Slashing API Response Times by 80%: Our Journey from 1.2s to 225ms
How we eliminated N+1 queries, rebuilt our serialization layer, and achieved a 5x performance improvement that directly impacted our users.
About Lifen
At Lifen, we’re building the data infrastructure that powers modern healthcare. Founded in 2015, we serve more than 800 healthcare facilities across France.
Our mission is simple but critical: enable instant access to quality health data for better patient care. Using AI-powered solutions, we help healthcare providers securely share, process, and integrate medical information across fragmented systems.
What is Lifen Integration?
Lifen Integration is our flagship product that automates the processing and integration of medical documents into Electronic Health Record (EHR) systems. Think of it as an intelligent document router: medical reports arrive from various sources—secure health messaging systems (MSSanté), external laboratories, imaging centres, biomedical devices, or even paper documents—and our platform uses AI to automatically extract key information (patient identity, procedure dates, document types), verify it against hospital databases, and integrate everything seamlessly into the appropriate patient record in the EHR.

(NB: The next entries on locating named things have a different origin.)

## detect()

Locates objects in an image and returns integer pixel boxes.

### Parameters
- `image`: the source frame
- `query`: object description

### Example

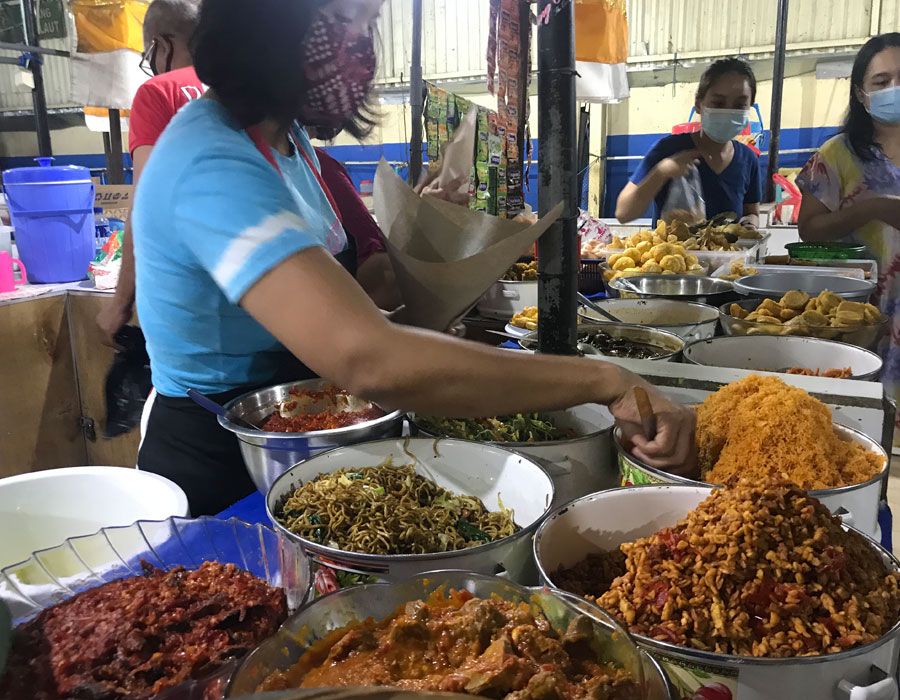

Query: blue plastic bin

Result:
[3,158,95,284]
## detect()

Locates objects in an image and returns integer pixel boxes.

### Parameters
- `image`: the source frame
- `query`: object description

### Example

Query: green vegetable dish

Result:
[415,413,575,443]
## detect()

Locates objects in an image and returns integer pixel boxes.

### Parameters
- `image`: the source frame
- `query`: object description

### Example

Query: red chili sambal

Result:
[0,562,287,700]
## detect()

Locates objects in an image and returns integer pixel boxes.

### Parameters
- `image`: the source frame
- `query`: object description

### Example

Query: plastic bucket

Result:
[3,158,95,284]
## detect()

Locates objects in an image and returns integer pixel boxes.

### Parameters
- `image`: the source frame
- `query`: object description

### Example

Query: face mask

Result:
[867,85,900,124]
[700,107,750,143]
[300,12,375,129]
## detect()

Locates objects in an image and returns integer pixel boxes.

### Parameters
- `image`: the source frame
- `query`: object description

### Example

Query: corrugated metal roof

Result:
[627,0,872,57]
[0,0,900,110]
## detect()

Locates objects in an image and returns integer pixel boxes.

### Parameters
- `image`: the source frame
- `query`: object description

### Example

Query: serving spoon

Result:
[578,292,622,323]
[188,389,262,431]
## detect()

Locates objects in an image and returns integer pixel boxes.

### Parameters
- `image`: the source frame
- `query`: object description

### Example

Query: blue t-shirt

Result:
[631,134,762,219]
[132,99,347,396]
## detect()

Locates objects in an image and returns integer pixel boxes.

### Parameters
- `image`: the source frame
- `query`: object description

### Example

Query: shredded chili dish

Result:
[260,386,386,433]
[259,591,641,700]
[0,562,287,700]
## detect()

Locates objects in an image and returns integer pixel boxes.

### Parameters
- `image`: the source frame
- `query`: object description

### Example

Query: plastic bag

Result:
[88,230,125,289]
[659,165,706,225]
[103,326,153,438]
[578,211,612,260]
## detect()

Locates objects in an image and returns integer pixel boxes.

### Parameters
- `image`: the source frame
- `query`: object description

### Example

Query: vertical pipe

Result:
[22,0,53,156]
[766,0,788,202]
[409,0,425,185]
[538,0,580,355]
[106,109,125,185]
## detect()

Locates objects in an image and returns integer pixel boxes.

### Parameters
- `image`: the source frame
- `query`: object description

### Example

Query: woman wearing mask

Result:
[616,58,761,228]
[797,32,900,445]
[134,0,694,515]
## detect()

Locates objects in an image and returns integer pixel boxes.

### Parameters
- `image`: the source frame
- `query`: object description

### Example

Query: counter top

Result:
[0,280,115,306]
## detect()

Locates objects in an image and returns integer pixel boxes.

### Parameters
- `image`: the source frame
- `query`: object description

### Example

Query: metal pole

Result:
[22,0,53,156]
[766,0,788,202]
[106,109,125,185]
[409,0,425,185]
[538,0,580,355]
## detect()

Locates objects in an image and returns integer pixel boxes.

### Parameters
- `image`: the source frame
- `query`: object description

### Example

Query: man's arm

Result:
[97,146,153,347]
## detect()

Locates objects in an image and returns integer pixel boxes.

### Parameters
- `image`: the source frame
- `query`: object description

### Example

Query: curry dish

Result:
[259,591,640,700]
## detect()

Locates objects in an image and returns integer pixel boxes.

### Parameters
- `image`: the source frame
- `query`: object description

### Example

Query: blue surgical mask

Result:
[700,107,750,143]
[868,85,900,124]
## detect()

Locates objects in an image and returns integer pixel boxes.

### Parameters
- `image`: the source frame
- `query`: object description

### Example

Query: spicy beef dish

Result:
[553,481,900,657]
[260,387,385,433]
[259,591,641,700]
[697,375,885,489]
[0,562,287,700]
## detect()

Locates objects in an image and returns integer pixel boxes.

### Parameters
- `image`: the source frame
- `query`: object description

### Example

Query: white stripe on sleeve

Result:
[212,211,306,290]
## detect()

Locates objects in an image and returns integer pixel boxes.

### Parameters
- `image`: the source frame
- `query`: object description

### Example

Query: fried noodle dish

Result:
[554,480,900,657]
[275,460,519,555]
[697,375,884,489]
[0,562,287,700]
[259,591,642,700]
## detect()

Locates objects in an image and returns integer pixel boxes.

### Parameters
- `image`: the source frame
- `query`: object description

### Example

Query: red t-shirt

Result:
[128,66,206,155]
[316,148,385,265]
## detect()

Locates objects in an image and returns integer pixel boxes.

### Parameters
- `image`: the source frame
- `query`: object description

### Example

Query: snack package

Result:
[659,165,706,225]
[88,230,124,289]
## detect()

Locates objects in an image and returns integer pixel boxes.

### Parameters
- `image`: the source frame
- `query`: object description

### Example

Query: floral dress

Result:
[797,134,900,445]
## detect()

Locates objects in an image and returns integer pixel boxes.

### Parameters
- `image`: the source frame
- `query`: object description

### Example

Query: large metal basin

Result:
[219,379,403,494]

For healthcare professionals, this means no more manual data entry, no more identity verification errors, and no more hunting through multiple systems to find patient information. For hospitals processing hundreds or thousands of documents daily, it’s the difference between hours of administrative burden and seconds of automated efficiency.
But here’s the challenge: when your product directly impacts how quickly healthcare professionals can access critical patient information, performance isn’t just a nice-to-have—it’s a clinical imperative.
When Performance Becomes a User Experience Problem
One of our largest clients (a hospital) reached out with feedback that stopped us in our tracks: their team was experiencing frustrating delays when loading their daily work dashboard. For healthcare professionals processing hundreds of medical documents per day (lab results, imaging reports, discharge summaries), every second of delay compounds into lost time that could be spent on patient care.
At Lifen, we build data infrastructure for healthcare providers.
Our integration platform, a Rails API serving a React frontend, helps hospitals process and route medical documents from external sources into their Electronic Health Record systems.
Think of it as a smart mailbox: medical documents arrive from various external sources, our platform receives them, and healthcare professionals review and integrate them into the appropriate patient records.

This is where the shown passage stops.